If its a range gun you can go either way

Some People love um some people hate them I use them on range guns figure it can't hurt if the gun will run with one in it but for carry as i said above i pitch them in the trash they can brake down and cause the gun to jam .
My gunsmith says "If the gun is sprung right - it doesn't need a shok buff". I tend to believe him.

If your slide is recoiling with enough force that you think a buff is necessary, get a stiffer spring.

Sometimes, using a buff will inhibit the ability to slingshot the slide closed.
Thank you for the information. It's going to the trash bin. BTW that Kimber eats everything I feed it. What a great 1911.
Good move, some guns start to jam with them after a while.

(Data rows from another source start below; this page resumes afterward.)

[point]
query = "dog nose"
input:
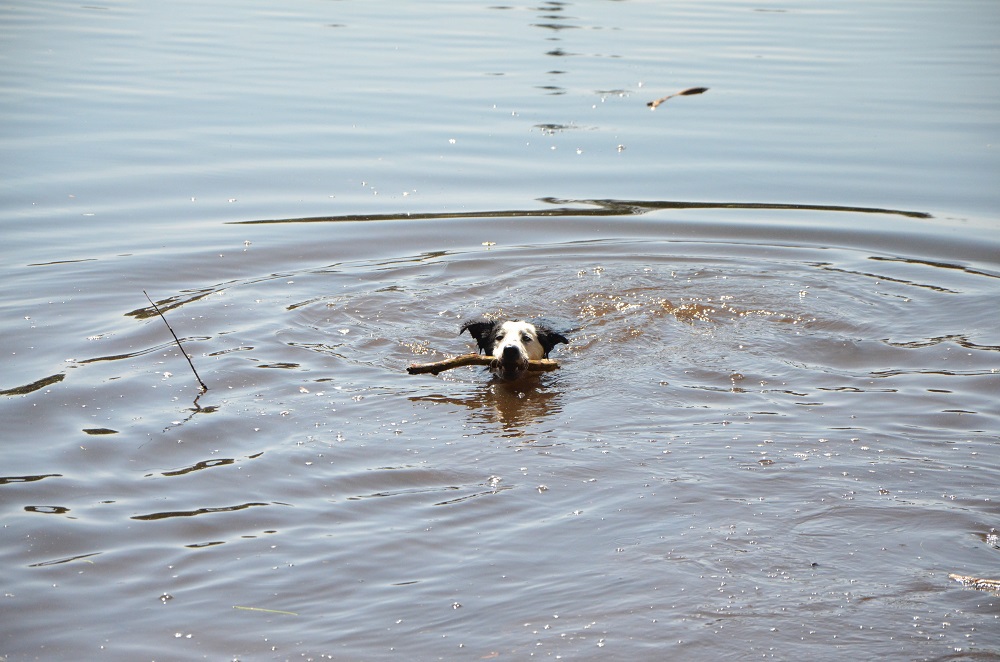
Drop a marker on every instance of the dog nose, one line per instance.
(511, 352)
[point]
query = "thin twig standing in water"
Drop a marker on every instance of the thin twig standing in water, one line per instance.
(178, 341)
(683, 93)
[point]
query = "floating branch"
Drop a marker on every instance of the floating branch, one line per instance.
(178, 341)
(541, 365)
(683, 93)
(977, 582)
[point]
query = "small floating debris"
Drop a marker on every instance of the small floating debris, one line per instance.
(683, 93)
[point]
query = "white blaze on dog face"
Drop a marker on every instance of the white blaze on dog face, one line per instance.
(522, 336)
(512, 343)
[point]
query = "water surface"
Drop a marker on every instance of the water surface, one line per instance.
(774, 432)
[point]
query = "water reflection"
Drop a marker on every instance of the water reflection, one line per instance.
(513, 406)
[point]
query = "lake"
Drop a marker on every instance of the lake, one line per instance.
(773, 434)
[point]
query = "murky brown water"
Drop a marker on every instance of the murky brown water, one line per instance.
(774, 433)
(753, 447)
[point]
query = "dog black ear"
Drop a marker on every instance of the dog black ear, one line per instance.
(484, 331)
(549, 338)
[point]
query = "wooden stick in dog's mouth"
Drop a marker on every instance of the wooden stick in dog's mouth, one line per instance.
(540, 365)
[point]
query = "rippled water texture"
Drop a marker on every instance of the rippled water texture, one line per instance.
(774, 431)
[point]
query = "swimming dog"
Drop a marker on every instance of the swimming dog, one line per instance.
(512, 343)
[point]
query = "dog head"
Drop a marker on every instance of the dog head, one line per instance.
(512, 343)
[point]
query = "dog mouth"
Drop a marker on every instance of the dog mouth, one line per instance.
(511, 364)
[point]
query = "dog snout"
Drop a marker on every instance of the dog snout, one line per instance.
(511, 353)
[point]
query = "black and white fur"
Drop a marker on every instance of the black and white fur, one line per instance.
(512, 343)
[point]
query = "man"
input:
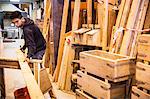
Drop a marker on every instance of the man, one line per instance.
(33, 37)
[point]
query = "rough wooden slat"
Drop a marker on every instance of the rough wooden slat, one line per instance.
(89, 11)
(62, 39)
(130, 24)
(33, 88)
(140, 23)
(105, 29)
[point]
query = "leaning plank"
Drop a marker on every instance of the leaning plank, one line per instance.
(123, 22)
(117, 23)
(33, 88)
(140, 23)
(89, 11)
(63, 68)
(130, 24)
(105, 29)
(62, 39)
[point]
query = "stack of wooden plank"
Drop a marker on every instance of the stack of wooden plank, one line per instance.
(142, 68)
(101, 31)
(105, 72)
(131, 16)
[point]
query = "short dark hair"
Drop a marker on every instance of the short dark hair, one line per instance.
(16, 14)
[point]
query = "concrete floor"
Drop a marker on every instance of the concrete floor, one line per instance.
(14, 80)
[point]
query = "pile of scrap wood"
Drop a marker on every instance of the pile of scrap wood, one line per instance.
(129, 25)
(121, 39)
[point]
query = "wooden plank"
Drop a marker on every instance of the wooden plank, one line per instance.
(147, 19)
(100, 9)
(46, 17)
(105, 29)
(82, 95)
(9, 64)
(71, 51)
(143, 52)
(142, 74)
(63, 67)
(33, 88)
(89, 11)
(100, 89)
(123, 23)
(62, 39)
(140, 23)
(139, 94)
(117, 23)
(130, 24)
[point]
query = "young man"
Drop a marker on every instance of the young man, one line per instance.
(33, 37)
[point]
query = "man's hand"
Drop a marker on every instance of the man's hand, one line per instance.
(22, 50)
(27, 60)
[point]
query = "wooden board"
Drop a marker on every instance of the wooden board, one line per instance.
(63, 67)
(62, 39)
(33, 88)
(139, 94)
(82, 95)
(143, 52)
(142, 75)
(123, 23)
(79, 35)
(130, 24)
(107, 65)
(92, 37)
(139, 25)
(99, 88)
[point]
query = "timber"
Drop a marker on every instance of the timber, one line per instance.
(32, 86)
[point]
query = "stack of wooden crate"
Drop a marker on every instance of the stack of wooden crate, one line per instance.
(142, 69)
(104, 75)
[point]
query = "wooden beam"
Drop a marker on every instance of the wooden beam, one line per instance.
(62, 39)
(89, 11)
(123, 22)
(130, 24)
(33, 88)
(139, 25)
(117, 24)
(105, 29)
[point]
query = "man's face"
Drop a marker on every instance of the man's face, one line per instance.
(18, 22)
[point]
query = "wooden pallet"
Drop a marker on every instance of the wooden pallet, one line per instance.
(107, 65)
(100, 88)
(139, 93)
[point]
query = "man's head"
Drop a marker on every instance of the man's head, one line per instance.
(17, 19)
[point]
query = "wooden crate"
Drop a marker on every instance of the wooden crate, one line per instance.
(142, 75)
(92, 37)
(144, 47)
(107, 65)
(79, 35)
(99, 88)
(139, 94)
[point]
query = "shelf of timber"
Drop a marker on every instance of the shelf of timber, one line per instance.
(142, 88)
(88, 35)
(104, 75)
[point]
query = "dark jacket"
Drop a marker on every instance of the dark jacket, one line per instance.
(33, 37)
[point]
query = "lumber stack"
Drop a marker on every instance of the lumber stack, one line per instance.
(142, 88)
(104, 74)
(130, 21)
(106, 18)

Just another product that is not needed to get more money as far as I am concerned, there will be those that disagree with me though.
Shock buffers will only cause problems especially on a carry weapon and will happen at a most inopportune time, when you actually need to draw your weapon!!!! Bud hit it on the head, fine for a range weapon if it operates alright but never on a carry weapon.
Answer to a question that was not asked.
Fix for a problem that never was.
I agree about putting it some place we will always know where it is.
I ordered and installed one on my K.C.II but then removed it. However it did feel like it was recoiling smoother with the buffer installed. My K.C.II is very acurate and I'm sure it makes me look good 'cause it shoots better than I do.

I have installed the buffer on my CD1911 and that pistol seems to like them. The best I can do with the CD 1911 is 4" or 5" groups at 25'. The K.C.II cuts that in half or better.
my customII runs smooth with a Wilson shokbuff/factory 16# spring whereas my HS would shot cycle and FRTB.
Like most people, if it's a fun gun run if you want but a carry gun pitch it, it's not worth your life. It's KISS.
I read these postings about Shok Buffers coming apart. I have also read stories about Bigfoot. I've never seen either.
I've shot countless IDPA matches that were 50 to 200 rounds, never an issues with a Shok Buffer.
I have went to many training classes that were 500+ rounds in a day, never an issue with a Shok Buffer.
I have several shooting buddies that use, and have never had a problem, with a Shok Buffer.
I have used Shok Buffers in Wilson Combat, Colt, Springfield Armory, and Smith & Wesson, never a problem.
I'm not saying one will last forever. When I clean the gun I inspect the buffer and replace it if needed (1500 - 2000 round life). I do the same thing with the springs in the gun.
So it doesn't hurt anything, it only cost a few cents, it may be doing some good, sounds like a reasonable thing to use to me.
One came on a Springfield Armory Champion that I had (or the gunsmith that customized it for me put one in before I got it back from him) and at around the 800 round mark, the weapon started having trouble. I took it apart and found little tiny clear chunks of soft plastic in places where they didn't need to be. Then I found what was left of the buffer pad - all flattened out and torn up. I took it out, threw it away, and the pistol never had another problem.
None of my other weapons have one and I've never missed it.
I have a shok buffer on my TLE/RL II Ive about a hundred rounds through it with it on and haven't had any problems. My only complaint is after the I empty a Magazine and the slide locks back i have to press the slide release lever instead of pulling the slide back. It isn't a big issue just and annoyance.